The third mode is convergent use within the Iran-Hezbollah media ecosystem. During the 2026 Israel-Iran conflict, two outlets aligned with the axis drew on the Times against Trump. Al-Manar, designated by the US Treasury as owned or controlled by the Iran-funded Hezbollah terrorist network, ran the story under the headline "NYT Leak Undercuts Trump's Iran Claims," presenting the report as undermining what Trump and then-Defense Secretary Pete Hegseth described as the destruction of the Iranian military.
Press TV, Iran's state broadcaster, ran a separate Times report under the headline "NY Times: Trump miscalculated Iran's retaliation as war costs soar," citing the Times that "the episode is emblematic of how much Mr. Trump and his advisers misjudged how Iran would respond." In Al-Manar's framing, a Times report becomes an "NYT Leak" that undercuts Trump; in Press TV's framing, a Times analysis becomes evidence that Trump miscalculated Iran. They use the Times' authority and stature to make an argument against Trump sound less like Tehran or Hezbollah, and more like an American source cited against America.
This is the arena Trump opened. Not whether a given article is accurate, but why a particular institution still enters public consciousness as a stamp of authority and credibility.
The Kristof column reaches Western readers through the same respected institutional channels of the New York Times. Israel continues to battle its effects. Yet the proper response is not merely to refute it. It is to expose what it becomes once released into the world.
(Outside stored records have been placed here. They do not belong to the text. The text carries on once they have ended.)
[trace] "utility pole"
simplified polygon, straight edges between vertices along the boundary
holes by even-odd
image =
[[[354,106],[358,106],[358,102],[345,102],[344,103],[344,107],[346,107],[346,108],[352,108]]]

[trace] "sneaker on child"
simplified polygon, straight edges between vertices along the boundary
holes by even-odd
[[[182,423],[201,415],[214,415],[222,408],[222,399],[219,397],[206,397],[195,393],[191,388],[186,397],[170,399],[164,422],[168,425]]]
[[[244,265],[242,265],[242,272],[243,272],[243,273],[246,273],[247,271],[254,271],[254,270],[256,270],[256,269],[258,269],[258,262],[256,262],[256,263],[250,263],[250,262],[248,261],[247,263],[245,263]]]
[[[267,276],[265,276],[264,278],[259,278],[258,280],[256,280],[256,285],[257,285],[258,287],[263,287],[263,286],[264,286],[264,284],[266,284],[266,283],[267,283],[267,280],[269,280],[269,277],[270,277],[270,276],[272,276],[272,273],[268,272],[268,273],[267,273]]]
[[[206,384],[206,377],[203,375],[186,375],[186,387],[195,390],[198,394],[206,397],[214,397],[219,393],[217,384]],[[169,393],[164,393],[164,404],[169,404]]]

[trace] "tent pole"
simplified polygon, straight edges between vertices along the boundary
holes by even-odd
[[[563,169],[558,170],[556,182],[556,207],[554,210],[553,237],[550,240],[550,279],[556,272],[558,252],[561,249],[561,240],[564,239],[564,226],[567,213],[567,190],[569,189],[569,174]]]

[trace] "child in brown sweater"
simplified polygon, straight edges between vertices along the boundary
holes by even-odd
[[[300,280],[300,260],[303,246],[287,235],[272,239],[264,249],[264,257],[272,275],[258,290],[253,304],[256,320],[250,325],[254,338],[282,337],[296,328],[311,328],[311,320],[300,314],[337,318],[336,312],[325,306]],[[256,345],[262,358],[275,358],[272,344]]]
Every time the Times publishes an accusation of this nature, Israel and its allies should systematically map its “afterlife”: who reproduces and re-uses it, which outlets amplify it with inflammatory headlines, which hostile media strip it of context, and which regimes weaponize it as proof against both Israel and America.
The Times’ credibility is not harmed merely by angry slogans or denunciations. It is eroded by calmly and relentlessly showing the public exactly how its authority is transformed and corrupted in hostile hands.